Em primeira análise, é vital discutir as implicações catastróficas do casamento infantil para as meninas ao redor do mundo. Em países diversos, o matrimônio infantojuvenil é legalizado. Isso acarreta na violação de inúmeros direitos da criança e adolescente. Assim, as meninas engravidam antes dos quinze anos, o que ocasiona no prejuízo à saúde, tanto da gestante quanto do bebê, que tem a grande probabilidade de morrer logo após o parto, segundo o site az.mina.
Além disso, é mister citar a forma como o casamento infantil condena as jovens meninas a uma vida sem perspectiva. Primeiramente, muitas delas são forçadas a casar, e respectivamente, forçadas a ter filhos, o que confere em estupro. Ademais, segundo a Unicef (Fundo das Nações Unidas para a Infância), a maioria das meninas é impedida de estudar e trabalhar. Tal situação as obriga a serem donas de casa e mães por toda a vida.
Em síntese, medidas urgentes devem ser tomadas para transformar o hodierno cenário.
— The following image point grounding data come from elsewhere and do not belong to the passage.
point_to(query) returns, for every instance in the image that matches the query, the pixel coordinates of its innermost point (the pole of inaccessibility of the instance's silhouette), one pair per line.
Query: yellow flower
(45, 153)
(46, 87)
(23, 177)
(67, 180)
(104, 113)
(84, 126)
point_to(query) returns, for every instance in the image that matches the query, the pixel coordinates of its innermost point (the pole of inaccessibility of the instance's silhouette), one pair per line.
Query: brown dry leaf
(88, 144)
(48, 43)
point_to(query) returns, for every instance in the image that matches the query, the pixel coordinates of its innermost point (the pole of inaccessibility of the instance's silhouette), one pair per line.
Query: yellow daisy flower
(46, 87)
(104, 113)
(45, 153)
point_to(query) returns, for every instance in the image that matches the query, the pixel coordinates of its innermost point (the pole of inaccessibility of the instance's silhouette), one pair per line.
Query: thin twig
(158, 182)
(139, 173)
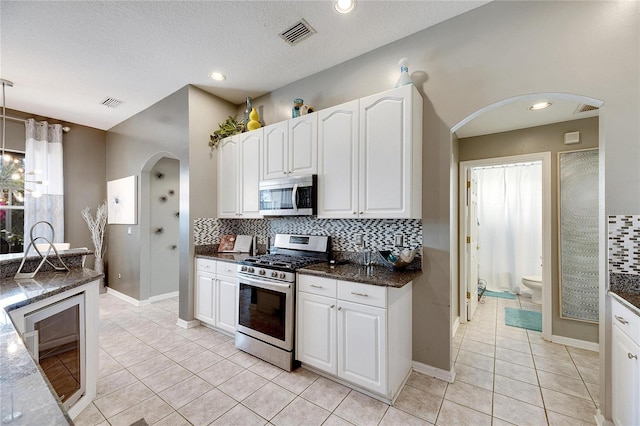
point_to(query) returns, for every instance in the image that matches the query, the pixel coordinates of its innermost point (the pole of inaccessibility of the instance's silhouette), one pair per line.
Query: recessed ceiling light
(540, 105)
(344, 6)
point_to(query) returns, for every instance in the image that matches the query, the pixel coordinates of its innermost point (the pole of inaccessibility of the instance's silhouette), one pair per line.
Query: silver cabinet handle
(622, 320)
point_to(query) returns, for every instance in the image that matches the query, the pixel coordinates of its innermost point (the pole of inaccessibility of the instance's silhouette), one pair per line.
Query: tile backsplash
(624, 244)
(378, 233)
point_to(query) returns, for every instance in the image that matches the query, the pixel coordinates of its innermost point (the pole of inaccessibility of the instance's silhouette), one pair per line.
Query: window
(12, 203)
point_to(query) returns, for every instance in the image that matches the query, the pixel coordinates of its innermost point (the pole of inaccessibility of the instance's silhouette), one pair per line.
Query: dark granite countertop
(21, 380)
(374, 275)
(626, 289)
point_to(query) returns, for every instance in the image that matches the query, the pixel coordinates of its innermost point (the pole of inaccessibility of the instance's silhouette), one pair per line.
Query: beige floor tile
(563, 384)
(518, 372)
(475, 360)
(185, 391)
(361, 409)
(470, 396)
(166, 378)
(474, 376)
(151, 410)
(220, 372)
(557, 419)
(201, 361)
(207, 408)
(89, 416)
(113, 382)
(150, 367)
(452, 414)
(242, 385)
(269, 400)
(428, 384)
(241, 416)
(517, 412)
(326, 393)
(521, 391)
(295, 381)
(515, 357)
(419, 403)
(569, 405)
(301, 412)
(125, 398)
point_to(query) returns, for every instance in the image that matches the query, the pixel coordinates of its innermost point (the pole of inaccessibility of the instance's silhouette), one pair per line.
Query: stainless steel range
(266, 296)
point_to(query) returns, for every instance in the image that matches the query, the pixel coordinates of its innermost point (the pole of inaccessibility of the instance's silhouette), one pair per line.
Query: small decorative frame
(122, 201)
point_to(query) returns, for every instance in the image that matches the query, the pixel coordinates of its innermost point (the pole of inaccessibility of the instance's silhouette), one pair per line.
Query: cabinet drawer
(317, 285)
(227, 268)
(206, 265)
(372, 295)
(628, 321)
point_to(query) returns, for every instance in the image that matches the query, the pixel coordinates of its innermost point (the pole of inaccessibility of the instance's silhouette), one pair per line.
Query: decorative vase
(254, 120)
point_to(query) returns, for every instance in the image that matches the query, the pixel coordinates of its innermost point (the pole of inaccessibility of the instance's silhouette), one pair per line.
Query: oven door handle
(279, 287)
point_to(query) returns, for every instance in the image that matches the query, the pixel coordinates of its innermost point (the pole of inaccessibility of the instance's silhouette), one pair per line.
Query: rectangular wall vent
(111, 102)
(297, 32)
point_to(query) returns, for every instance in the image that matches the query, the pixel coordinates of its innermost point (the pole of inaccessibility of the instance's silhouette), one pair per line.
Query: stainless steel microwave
(290, 196)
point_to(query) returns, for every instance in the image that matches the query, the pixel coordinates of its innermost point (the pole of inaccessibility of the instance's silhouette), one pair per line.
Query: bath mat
(500, 294)
(530, 320)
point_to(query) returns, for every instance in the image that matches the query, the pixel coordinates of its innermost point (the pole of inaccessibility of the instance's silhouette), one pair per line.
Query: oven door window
(263, 310)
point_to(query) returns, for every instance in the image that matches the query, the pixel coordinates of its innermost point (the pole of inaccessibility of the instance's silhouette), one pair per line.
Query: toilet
(534, 282)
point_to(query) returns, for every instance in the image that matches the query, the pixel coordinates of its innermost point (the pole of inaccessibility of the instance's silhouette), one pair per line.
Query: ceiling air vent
(111, 102)
(298, 32)
(585, 108)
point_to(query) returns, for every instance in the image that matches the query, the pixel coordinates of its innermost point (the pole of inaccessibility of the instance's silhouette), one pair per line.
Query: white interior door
(471, 225)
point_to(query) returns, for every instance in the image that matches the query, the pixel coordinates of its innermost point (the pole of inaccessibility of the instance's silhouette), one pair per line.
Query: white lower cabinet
(215, 295)
(625, 366)
(359, 333)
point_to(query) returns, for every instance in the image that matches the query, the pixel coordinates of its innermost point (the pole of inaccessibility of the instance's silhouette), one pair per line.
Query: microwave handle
(294, 197)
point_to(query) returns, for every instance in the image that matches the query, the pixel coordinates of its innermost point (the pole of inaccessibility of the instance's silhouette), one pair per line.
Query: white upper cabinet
(338, 161)
(290, 148)
(390, 166)
(239, 175)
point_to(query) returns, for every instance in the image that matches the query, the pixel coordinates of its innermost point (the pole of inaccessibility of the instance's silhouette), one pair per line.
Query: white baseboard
(126, 298)
(456, 324)
(187, 324)
(438, 373)
(576, 343)
(160, 297)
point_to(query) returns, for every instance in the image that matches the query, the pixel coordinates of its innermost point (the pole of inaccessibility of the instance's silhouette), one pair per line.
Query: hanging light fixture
(12, 175)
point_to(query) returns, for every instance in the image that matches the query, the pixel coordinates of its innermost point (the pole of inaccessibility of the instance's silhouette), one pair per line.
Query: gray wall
(475, 60)
(541, 139)
(84, 172)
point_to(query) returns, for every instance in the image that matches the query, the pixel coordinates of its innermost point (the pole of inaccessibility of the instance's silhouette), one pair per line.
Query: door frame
(545, 157)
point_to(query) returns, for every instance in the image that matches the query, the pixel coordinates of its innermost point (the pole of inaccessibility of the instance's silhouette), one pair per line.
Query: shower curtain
(43, 162)
(510, 225)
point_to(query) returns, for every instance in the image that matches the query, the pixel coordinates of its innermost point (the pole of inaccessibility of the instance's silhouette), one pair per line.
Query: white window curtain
(43, 163)
(510, 225)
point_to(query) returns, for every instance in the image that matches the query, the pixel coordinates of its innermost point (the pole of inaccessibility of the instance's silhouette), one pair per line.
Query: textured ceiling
(66, 57)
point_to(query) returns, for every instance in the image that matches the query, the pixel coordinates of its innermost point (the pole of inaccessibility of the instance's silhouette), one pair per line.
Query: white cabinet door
(205, 297)
(274, 150)
(226, 306)
(338, 161)
(362, 340)
(303, 145)
(316, 329)
(249, 159)
(391, 154)
(625, 378)
(228, 175)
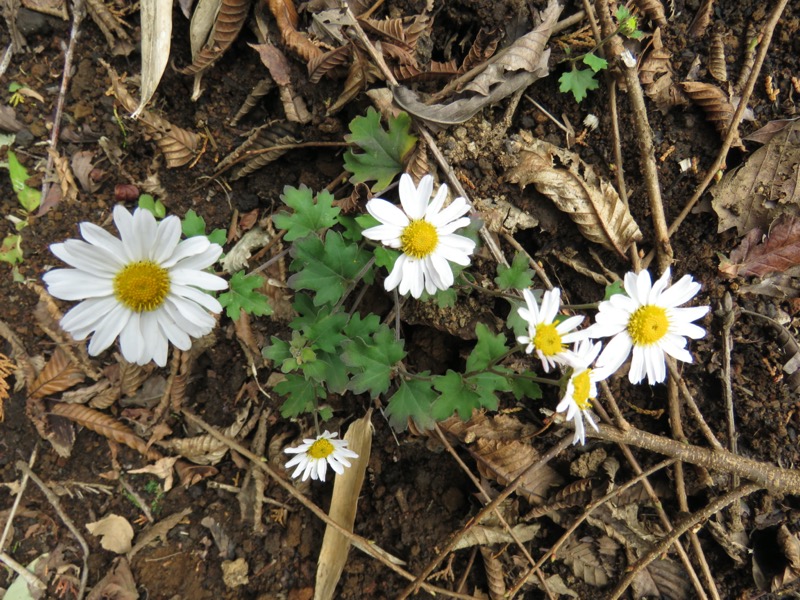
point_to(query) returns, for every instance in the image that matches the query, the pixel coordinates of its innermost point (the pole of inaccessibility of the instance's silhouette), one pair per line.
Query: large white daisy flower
(424, 231)
(582, 388)
(315, 454)
(648, 321)
(145, 288)
(547, 337)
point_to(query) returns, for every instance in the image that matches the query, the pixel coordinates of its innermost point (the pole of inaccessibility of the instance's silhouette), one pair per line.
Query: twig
(510, 489)
(53, 499)
(644, 138)
(733, 129)
(366, 546)
(476, 482)
(686, 524)
(78, 12)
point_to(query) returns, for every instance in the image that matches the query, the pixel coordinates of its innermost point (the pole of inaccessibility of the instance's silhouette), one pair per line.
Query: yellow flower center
(322, 448)
(648, 325)
(142, 286)
(419, 239)
(582, 385)
(547, 340)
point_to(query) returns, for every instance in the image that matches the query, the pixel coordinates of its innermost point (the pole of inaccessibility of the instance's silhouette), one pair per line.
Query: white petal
(387, 213)
(72, 284)
(168, 234)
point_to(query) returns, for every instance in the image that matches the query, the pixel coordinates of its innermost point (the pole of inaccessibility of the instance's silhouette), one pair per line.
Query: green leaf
(372, 361)
(412, 400)
(518, 276)
(310, 214)
(578, 81)
(594, 62)
(243, 296)
(301, 395)
(384, 151)
(613, 289)
(326, 268)
(29, 198)
(488, 349)
(11, 249)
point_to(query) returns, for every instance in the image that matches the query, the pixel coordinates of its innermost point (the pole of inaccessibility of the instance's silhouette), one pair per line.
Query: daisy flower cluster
(647, 323)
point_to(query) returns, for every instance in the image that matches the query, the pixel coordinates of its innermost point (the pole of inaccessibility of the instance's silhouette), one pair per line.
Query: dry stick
(366, 546)
(680, 484)
(774, 479)
(78, 12)
(510, 489)
(733, 129)
(644, 138)
(689, 523)
(476, 482)
(589, 509)
(53, 499)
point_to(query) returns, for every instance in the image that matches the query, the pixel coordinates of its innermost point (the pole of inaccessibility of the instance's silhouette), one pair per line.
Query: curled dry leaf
(115, 533)
(778, 252)
(753, 194)
(589, 200)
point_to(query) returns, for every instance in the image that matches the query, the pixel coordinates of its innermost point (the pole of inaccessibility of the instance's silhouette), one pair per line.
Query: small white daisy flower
(582, 388)
(547, 337)
(145, 288)
(424, 231)
(315, 454)
(648, 321)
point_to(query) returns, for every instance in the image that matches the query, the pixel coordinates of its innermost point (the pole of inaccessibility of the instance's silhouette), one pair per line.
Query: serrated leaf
(578, 81)
(326, 268)
(489, 348)
(242, 295)
(29, 198)
(310, 214)
(518, 276)
(412, 400)
(301, 395)
(384, 151)
(595, 63)
(372, 361)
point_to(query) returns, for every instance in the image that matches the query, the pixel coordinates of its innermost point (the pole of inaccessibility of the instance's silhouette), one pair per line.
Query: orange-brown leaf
(779, 252)
(59, 374)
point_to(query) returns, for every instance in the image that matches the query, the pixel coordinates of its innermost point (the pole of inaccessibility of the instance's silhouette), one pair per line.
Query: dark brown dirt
(415, 496)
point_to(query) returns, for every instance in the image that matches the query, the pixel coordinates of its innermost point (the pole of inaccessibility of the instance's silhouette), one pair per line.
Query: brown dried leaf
(59, 374)
(505, 460)
(754, 194)
(714, 103)
(105, 425)
(590, 201)
(776, 253)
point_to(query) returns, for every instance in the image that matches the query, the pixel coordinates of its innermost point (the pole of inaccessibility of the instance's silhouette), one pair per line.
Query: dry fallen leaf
(115, 533)
(589, 200)
(778, 252)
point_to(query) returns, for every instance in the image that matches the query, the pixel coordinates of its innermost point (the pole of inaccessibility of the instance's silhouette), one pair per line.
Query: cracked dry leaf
(765, 186)
(115, 533)
(757, 255)
(590, 201)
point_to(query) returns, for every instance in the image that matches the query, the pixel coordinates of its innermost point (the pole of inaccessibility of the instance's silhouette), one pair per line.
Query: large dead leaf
(346, 489)
(776, 253)
(589, 200)
(115, 533)
(765, 186)
(156, 19)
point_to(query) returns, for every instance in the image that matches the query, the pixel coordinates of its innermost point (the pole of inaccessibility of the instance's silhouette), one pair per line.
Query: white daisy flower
(582, 388)
(424, 231)
(145, 288)
(315, 454)
(649, 322)
(547, 337)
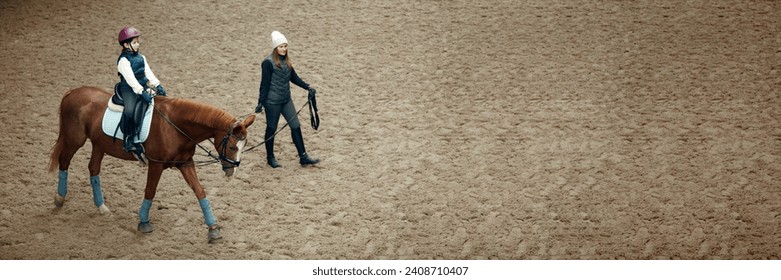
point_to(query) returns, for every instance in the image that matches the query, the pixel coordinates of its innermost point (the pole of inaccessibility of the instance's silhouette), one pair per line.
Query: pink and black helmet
(126, 33)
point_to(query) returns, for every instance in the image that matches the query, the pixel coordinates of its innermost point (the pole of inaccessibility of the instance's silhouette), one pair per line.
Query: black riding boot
(127, 131)
(272, 161)
(298, 140)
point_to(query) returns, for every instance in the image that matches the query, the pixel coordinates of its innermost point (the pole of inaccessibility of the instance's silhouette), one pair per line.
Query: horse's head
(232, 144)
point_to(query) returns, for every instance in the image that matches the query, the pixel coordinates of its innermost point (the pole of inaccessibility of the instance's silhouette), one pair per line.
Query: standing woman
(135, 88)
(277, 74)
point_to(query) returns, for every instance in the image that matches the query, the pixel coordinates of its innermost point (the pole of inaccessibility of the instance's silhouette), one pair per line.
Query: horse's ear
(249, 120)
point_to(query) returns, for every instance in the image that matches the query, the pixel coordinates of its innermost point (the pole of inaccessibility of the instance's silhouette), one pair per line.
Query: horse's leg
(154, 172)
(94, 180)
(64, 160)
(191, 178)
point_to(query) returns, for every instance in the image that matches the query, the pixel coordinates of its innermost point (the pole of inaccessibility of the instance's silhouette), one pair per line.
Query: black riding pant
(133, 115)
(287, 109)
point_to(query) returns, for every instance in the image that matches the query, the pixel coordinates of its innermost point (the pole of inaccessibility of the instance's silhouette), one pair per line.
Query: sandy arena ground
(450, 130)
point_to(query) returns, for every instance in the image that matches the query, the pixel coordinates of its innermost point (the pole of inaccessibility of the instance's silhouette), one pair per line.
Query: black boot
(298, 140)
(140, 154)
(272, 161)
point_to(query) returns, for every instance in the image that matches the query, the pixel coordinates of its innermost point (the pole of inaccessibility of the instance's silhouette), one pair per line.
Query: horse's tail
(54, 159)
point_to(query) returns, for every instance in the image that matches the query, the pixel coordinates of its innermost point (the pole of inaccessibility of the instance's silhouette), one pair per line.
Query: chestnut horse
(172, 140)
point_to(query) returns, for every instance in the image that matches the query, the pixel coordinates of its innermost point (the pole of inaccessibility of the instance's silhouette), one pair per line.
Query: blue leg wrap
(97, 193)
(208, 216)
(62, 184)
(143, 213)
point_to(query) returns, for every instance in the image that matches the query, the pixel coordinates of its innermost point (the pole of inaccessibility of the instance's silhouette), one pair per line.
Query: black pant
(132, 115)
(288, 110)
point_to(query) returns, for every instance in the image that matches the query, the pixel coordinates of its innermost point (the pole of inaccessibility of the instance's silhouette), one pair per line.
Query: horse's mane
(198, 112)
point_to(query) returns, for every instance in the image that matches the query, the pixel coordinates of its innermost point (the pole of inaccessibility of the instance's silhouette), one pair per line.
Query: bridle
(224, 148)
(221, 153)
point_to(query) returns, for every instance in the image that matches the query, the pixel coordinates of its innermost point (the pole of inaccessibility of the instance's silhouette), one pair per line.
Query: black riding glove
(312, 92)
(147, 95)
(160, 90)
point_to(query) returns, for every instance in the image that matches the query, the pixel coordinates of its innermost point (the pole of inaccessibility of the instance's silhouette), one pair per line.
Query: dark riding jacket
(141, 72)
(275, 82)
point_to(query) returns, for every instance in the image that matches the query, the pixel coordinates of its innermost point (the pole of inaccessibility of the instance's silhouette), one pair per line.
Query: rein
(215, 159)
(314, 120)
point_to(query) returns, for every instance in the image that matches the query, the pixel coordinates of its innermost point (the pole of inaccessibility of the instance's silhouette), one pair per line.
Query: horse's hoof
(59, 201)
(104, 210)
(214, 234)
(145, 227)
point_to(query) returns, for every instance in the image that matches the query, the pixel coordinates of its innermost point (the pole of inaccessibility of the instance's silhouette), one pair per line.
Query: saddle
(114, 121)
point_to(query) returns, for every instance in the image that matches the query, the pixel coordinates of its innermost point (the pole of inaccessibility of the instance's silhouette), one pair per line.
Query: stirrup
(138, 152)
(141, 157)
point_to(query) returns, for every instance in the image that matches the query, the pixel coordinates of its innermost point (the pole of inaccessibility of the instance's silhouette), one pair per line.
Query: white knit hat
(277, 39)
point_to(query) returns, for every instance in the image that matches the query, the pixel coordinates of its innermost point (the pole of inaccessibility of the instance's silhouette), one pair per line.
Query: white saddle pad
(111, 121)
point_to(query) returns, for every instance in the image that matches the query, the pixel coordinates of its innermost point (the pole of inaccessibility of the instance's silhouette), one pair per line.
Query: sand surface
(450, 130)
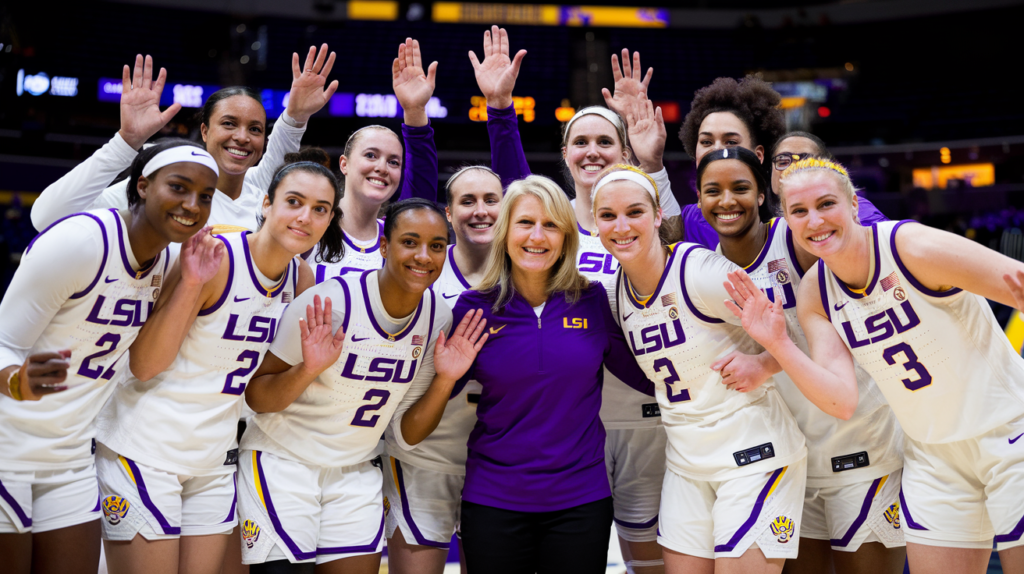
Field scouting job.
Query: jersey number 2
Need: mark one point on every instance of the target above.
(684, 394)
(359, 418)
(924, 378)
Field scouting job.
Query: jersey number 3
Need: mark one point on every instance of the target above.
(924, 378)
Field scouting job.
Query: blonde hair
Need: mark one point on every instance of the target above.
(563, 276)
(815, 165)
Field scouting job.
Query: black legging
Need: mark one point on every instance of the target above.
(572, 540)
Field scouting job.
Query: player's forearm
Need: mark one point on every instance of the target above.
(823, 388)
(425, 414)
(272, 393)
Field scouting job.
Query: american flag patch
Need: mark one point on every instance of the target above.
(890, 281)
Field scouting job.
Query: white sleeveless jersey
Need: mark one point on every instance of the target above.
(714, 433)
(184, 420)
(622, 406)
(339, 418)
(358, 257)
(872, 429)
(940, 358)
(444, 450)
(98, 324)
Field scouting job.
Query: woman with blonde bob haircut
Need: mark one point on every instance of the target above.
(537, 497)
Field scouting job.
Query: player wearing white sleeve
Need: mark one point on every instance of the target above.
(906, 303)
(736, 461)
(168, 451)
(308, 490)
(423, 486)
(84, 289)
(853, 467)
(233, 130)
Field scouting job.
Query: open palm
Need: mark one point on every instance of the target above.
(497, 75)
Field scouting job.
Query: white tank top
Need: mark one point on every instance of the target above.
(184, 420)
(444, 450)
(940, 358)
(622, 406)
(358, 257)
(339, 418)
(98, 324)
(872, 429)
(676, 336)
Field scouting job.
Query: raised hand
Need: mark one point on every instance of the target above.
(628, 83)
(201, 257)
(140, 115)
(454, 356)
(645, 126)
(763, 320)
(308, 94)
(43, 373)
(741, 372)
(497, 76)
(321, 349)
(412, 86)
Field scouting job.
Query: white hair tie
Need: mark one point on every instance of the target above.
(626, 175)
(177, 155)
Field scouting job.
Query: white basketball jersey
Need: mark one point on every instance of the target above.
(358, 257)
(97, 324)
(444, 450)
(622, 406)
(184, 420)
(940, 358)
(872, 429)
(339, 418)
(714, 433)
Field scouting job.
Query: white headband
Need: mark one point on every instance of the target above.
(625, 175)
(608, 115)
(177, 155)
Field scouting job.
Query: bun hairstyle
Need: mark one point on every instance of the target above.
(143, 158)
(331, 248)
(752, 99)
(398, 208)
(750, 159)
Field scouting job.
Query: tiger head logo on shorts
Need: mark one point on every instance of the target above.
(782, 527)
(892, 515)
(250, 532)
(115, 509)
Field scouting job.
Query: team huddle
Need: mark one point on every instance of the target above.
(210, 363)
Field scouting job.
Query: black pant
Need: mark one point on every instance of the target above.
(569, 541)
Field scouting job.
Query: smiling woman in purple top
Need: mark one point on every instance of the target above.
(536, 483)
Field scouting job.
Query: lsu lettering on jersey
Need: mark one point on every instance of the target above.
(872, 428)
(622, 407)
(358, 257)
(339, 418)
(939, 357)
(444, 450)
(97, 323)
(676, 335)
(184, 420)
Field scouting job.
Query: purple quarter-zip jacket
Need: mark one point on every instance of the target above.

Com o intuito de mitigar o problema do casamento infantil, os governos dos principais países nos quais o matrimônio infantojuvenil ocorre, devem oficializar leis que condenem a prática em questão. Isso deve ser feito por intermédio do auxílio de ONGs e organismos internacionais. Além disso, a educação deve ser promovida como principal fator de mudança desse quadro. Por isso, os governos devem investir em educação a fim de propiciar a essas meninas, outras alternativas de vida. Dessa maneira, as injustiças cometidas contra essas jovens serão, gradativamente, amenizadas.